Are drug-price guarantees here to stay?

Key Points

PHARMACY BENEFIT CONTRACTS provide a range of value propositions. While drug-pricing pass-through arrangements ensure that health-plan sponsors are invoiced what the pharmacy benefit manager (PBM) actually pays the pharmacy-dollar for dollar-drug-price guarantees provide similar assurances on cost.

Buscetto defines a drug price guarantee as "the guaranteed rate off any nationally recognized drug compendium for both branded and generic drugs over a retrospective, versus a prospective, period of time for the same members."

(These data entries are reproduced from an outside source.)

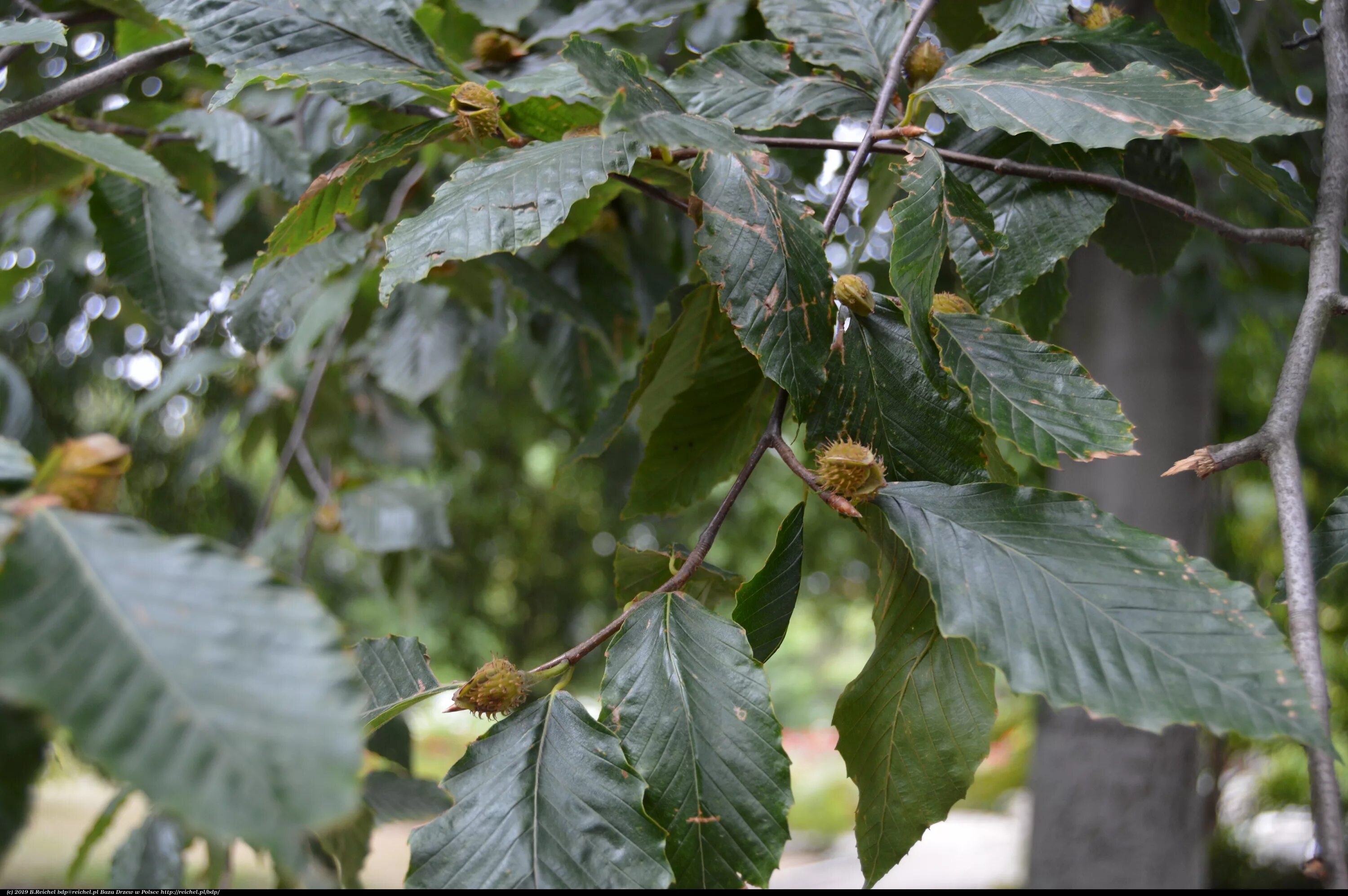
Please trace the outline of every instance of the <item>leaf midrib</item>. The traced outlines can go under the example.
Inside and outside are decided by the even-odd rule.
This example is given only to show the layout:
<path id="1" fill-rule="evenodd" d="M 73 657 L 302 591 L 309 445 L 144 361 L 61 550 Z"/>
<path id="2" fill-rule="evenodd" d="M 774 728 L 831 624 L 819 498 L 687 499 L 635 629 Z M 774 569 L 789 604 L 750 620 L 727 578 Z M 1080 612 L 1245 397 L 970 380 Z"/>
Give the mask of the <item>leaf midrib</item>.
<path id="1" fill-rule="evenodd" d="M 135 628 L 127 624 L 125 613 L 121 612 L 121 606 L 117 604 L 117 600 L 112 596 L 112 593 L 106 587 L 102 586 L 101 581 L 97 578 L 97 569 L 94 567 L 93 563 L 89 562 L 84 551 L 80 550 L 78 543 L 70 536 L 66 527 L 61 524 L 61 520 L 57 519 L 57 516 L 50 511 L 40 511 L 39 519 L 43 519 L 47 523 L 47 525 L 51 528 L 55 536 L 61 540 L 62 546 L 65 546 L 65 548 L 70 552 L 71 558 L 74 558 L 77 571 L 80 573 L 81 578 L 85 579 L 85 582 L 89 585 L 90 590 L 97 598 L 97 604 L 104 606 L 104 612 L 111 618 L 112 624 L 119 629 L 121 629 L 121 632 L 127 636 L 127 639 L 140 648 L 139 653 L 146 660 L 146 664 L 154 668 L 159 674 L 159 678 L 162 679 L 164 687 L 173 691 L 178 697 L 178 699 L 183 703 L 183 706 L 187 707 L 189 714 L 193 718 L 201 719 L 198 724 L 202 728 L 208 729 L 212 733 L 216 733 L 217 729 L 214 724 L 201 718 L 200 713 L 195 711 L 197 709 L 195 702 L 190 699 L 186 691 L 178 687 L 177 680 L 171 675 L 168 675 L 168 671 L 159 662 L 158 655 L 155 655 L 155 652 L 150 649 L 150 645 L 144 641 L 144 639 L 142 639 L 140 633 Z M 217 736 L 214 738 L 216 746 L 212 750 L 212 753 L 216 756 L 224 756 L 225 750 L 222 749 L 222 744 L 228 742 L 231 742 L 231 738 Z"/>
<path id="2" fill-rule="evenodd" d="M 1216 678 L 1211 672 L 1206 672 L 1206 671 L 1204 671 L 1201 668 L 1193 667 L 1189 663 L 1186 663 L 1185 660 L 1180 659 L 1178 656 L 1174 656 L 1173 653 L 1162 649 L 1161 647 L 1153 645 L 1142 635 L 1134 632 L 1132 629 L 1127 628 L 1123 622 L 1120 622 L 1119 620 L 1116 620 L 1112 616 L 1109 616 L 1108 613 L 1105 613 L 1101 606 L 1099 606 L 1097 604 L 1093 604 L 1092 601 L 1086 600 L 1086 597 L 1084 594 L 1078 593 L 1076 587 L 1073 587 L 1070 583 L 1065 582 L 1060 575 L 1057 575 L 1055 573 L 1053 573 L 1051 570 L 1049 570 L 1046 566 L 1035 562 L 1029 554 L 1024 554 L 1019 548 L 1015 548 L 1015 547 L 1007 544 L 1006 542 L 1002 542 L 1000 539 L 998 539 L 998 538 L 995 538 L 992 535 L 985 535 L 983 532 L 979 532 L 977 530 L 969 528 L 968 525 L 965 525 L 965 524 L 962 524 L 962 523 L 960 523 L 957 520 L 953 520 L 953 519 L 950 519 L 948 516 L 942 516 L 940 513 L 936 513 L 936 512 L 933 512 L 933 511 L 922 507 L 921 504 L 917 504 L 915 501 L 910 501 L 907 499 L 895 497 L 892 494 L 890 497 L 894 497 L 894 500 L 896 500 L 896 501 L 903 501 L 905 504 L 907 504 L 909 507 L 915 508 L 917 511 L 922 512 L 923 515 L 930 515 L 930 516 L 934 516 L 937 519 L 945 520 L 948 524 L 958 528 L 960 531 L 971 532 L 972 535 L 976 535 L 980 539 L 991 542 L 991 543 L 996 544 L 998 547 L 1003 548 L 1004 551 L 1007 551 L 1008 554 L 1015 554 L 1016 556 L 1023 558 L 1027 563 L 1031 565 L 1033 569 L 1041 570 L 1045 577 L 1047 577 L 1047 578 L 1058 582 L 1060 585 L 1062 585 L 1068 590 L 1068 593 L 1072 594 L 1073 597 L 1076 597 L 1084 606 L 1091 608 L 1091 610 L 1093 610 L 1096 614 L 1099 614 L 1100 617 L 1103 617 L 1104 620 L 1107 620 L 1116 629 L 1127 633 L 1131 639 L 1134 639 L 1138 643 L 1146 645 L 1146 648 L 1148 651 L 1153 651 L 1153 652 L 1155 652 L 1159 656 L 1165 656 L 1166 659 L 1173 660 L 1174 663 L 1177 663 L 1180 667 L 1182 667 L 1185 670 L 1192 670 L 1198 678 L 1205 679 L 1205 680 L 1211 680 L 1211 682 L 1216 683 L 1217 687 L 1221 689 L 1223 691 L 1233 691 L 1237 695 L 1237 698 L 1239 698 L 1239 701 L 1242 703 L 1247 703 L 1247 705 L 1251 705 L 1251 706 L 1258 706 L 1266 714 L 1270 714 L 1275 719 L 1278 719 L 1278 724 L 1281 726 L 1282 717 L 1279 717 L 1273 707 L 1270 707 L 1270 706 L 1267 706 L 1264 703 L 1255 702 L 1255 701 L 1250 699 L 1243 691 L 1240 691 L 1239 689 L 1229 687 L 1225 682 L 1223 682 L 1220 678 Z M 938 585 L 936 582 L 933 582 L 933 587 L 938 587 Z M 938 609 L 940 609 L 940 605 L 938 605 Z M 1041 651 L 1041 656 L 1042 655 L 1043 653 Z M 1192 693 L 1192 689 L 1190 689 L 1190 693 Z M 1175 719 L 1175 721 L 1182 722 L 1184 719 Z M 1211 726 L 1211 724 L 1209 724 L 1209 726 Z"/>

Randy Vogenberg, principal, Institute for Integrated Healthcare (IIH), Sharon, Mass., says price guarantees are not necessary if a PBM manages the drug spend effectively. He believes that guarantees work best when managing the benefit for smaller employers, whose costs are easier to control, thus reducing risk.


Although drug price guarantees are rather new to the PBM/payer relationship, drug manufacturers already use alternative pricing programs with payers, sharing risk and agreeing to certain price protections, often based on drug performance or utilization. For example, CIGNA has two outcomes-based contracts, one with Merck for its Januvia and Janumet drugs for diabetes, and the other with EMD Serona for its multiple sclerosis drug, Rebif.

PBMs such as Prime Therapeutics, Humana Pharmacy Solutions and Us-Rx Care have developed their own programs for payers-assuming risk and aligning goals. Analyzing prior year drug costs, providing dollar-for-dollar assurances and developing an agreed-upon formulary are integral elements of such price guarantees.

Buscetto says that SXC looks at drug spend by a payer for the preceding year and takes drug price points, dispensing fees and rebates into consideration before settling on the amount of the guarantee it would offer. The PBM shares savings with its clients for every dollar that is saved below the guarantee.